Re living if you can afford it get it factory fitted before they put partitions in. Had this idea of getting a kitchen unit with sink, hob and fridge fitted into mine and can't get a fridge through the door!!! 
On the plus side I have the 2.2 engine with one 16.3hh horse and powers up hills and very ecconimical.


----------



## BYR (21 June 2012)

Thank you all for your replies  very interesting and lots to watch for! 

We are looking at the 3l engine with the 4500 payload and would be taking one 16.2 warmblood with one set of tack and two passengers so should be well under the limit and have plenty of power! 

Interesting into about the tachograph, so am I correct in understanding that if we are just amateur competitors not making any money from the box then we don't need one at all ? 

We would be using it once or twice a week at weekends and not travelling more than 1 1/2 hours each time unless its a special championship show ! 

The living would just be used for day living, unless as above its a special show where we needed to stay over, but i`ve been doing some measurements and it seems we could put a single camp mattress down in the living, and another in the horse section (shotgun the living section for my bed!!) so that will be fine. 

Sounds like its worth getting the seating area fitted, but not so much the hob and sink, I suppose the venues we stay at will have a cafe / shower block anyway so it wouldnt really get used much and I would think we could always take a little camping gas hob with us if we really felt the need to cook! 

TiaPony - what is the "pod" in the horse area? Do you mean the little area above the drivers cab? We do tend to take quite a few rugs and things so sounds like it would be worth us investing in one of those! 

SamandMonty - we thought the door was rather small at the back too which would causes saddle issues like you say but luckily the one we are looking at has the extra wide door at the back so that's that problem solved ! 

Pootler - good idea to look at the older ones and see how they are bearing up, i will be scouting round the lorry parks at the weekend! 

Nice to hear what you all think of them though!


----------



## Goldenstar (21 June 2012)

The tachometers are still fitted though , they have to have them and they do run down the battery's if the lorry is not used daily this is got round by having an isolater on the battery personally I think it silly they are not fitted as standard an all horse lorrys  as they are often not use regularly enough to stop this issue without one.


----------



## ROG (21 June 2012)

Interesting into about the tachograph, so am I correct in understanding that if we are just amateur competitors not making any money from the box then we don't need one at all ?
		
Click to expand...

You do not need to use it BUT it cannot be removed and it must remained sealed - that is the law for that size and age of vehicle


----------



## BYR (21 June 2012)

Oh damn, so it could effect the battery then if we didn't have the isolator fitted? 

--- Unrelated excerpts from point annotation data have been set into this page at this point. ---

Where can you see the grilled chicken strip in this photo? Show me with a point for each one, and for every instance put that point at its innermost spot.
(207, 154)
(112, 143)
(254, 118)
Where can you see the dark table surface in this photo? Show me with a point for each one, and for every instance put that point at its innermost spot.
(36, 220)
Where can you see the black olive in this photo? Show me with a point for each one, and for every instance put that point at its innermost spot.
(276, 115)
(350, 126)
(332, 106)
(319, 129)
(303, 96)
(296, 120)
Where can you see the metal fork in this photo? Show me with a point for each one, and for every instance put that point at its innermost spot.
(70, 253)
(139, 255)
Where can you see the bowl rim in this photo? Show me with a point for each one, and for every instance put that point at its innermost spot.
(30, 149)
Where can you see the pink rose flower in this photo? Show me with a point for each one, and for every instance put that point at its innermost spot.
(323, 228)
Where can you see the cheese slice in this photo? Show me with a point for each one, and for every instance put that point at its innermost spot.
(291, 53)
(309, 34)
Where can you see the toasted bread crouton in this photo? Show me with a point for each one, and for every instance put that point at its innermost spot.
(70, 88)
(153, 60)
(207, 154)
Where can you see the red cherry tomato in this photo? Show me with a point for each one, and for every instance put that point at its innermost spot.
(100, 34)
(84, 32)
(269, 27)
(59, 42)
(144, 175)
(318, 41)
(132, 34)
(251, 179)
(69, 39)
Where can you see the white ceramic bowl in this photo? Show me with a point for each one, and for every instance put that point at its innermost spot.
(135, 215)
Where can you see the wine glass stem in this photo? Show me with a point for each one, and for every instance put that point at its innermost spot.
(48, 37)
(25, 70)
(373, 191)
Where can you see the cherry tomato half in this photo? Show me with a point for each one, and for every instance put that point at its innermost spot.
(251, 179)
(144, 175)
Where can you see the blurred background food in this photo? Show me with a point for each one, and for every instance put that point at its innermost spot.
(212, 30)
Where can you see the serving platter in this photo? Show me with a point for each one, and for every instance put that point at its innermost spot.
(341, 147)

Meant to add also Sportyspots what sort of company did you get to fit your kitchen unit as  we would be interested in getting an outside company to fit ours if we decide to go with it!  Was it a caravan company?


----------



## cobwithattitude (21 June 2012)

echo tachograph - had an isolator fitted, as it totally ruined battery.


----------



## mutley75 (21 June 2012)

Any isolator is not allowed to interrupt the power supply to the tachograph! So it will still drain the battery if left for long periods!


----------



## Ferdinase514 (21 June 2012)

Find the fuse for tacho and remove when truck standing.


----------



## ROG (21 June 2012)

FinnMcCoul said:



			Find the fuse for tacho and remove when truck standing.
		
Click to expand...

Perfectly legal to do that


----------



## Old Bat (21 June 2012)

I've had a Supersonic for over three years now and love it! Having had a 4 * trailer before and recognised the shoddy fitting out of the living in the past, we bought ours with an empty living and had a local bloke fit it to our spec. We have groom's and tack lockers so no problem with the wheel arches. It drives well, has no problem with payload and the horses love it. The only problem we have had was the gas struts on the ramp which we replaced last year and had no problem with Equitrek service, they supplied new ones very quickly and they are upgraded on the originals so should last longer. We usually travel one or two ponies, but I had a freind in need having broken down on the motorway a few months ago and we managed to fit a 16.2 and a 17hh in. They looked a bit snug but didn't complain and the pulling power was still fine.


----------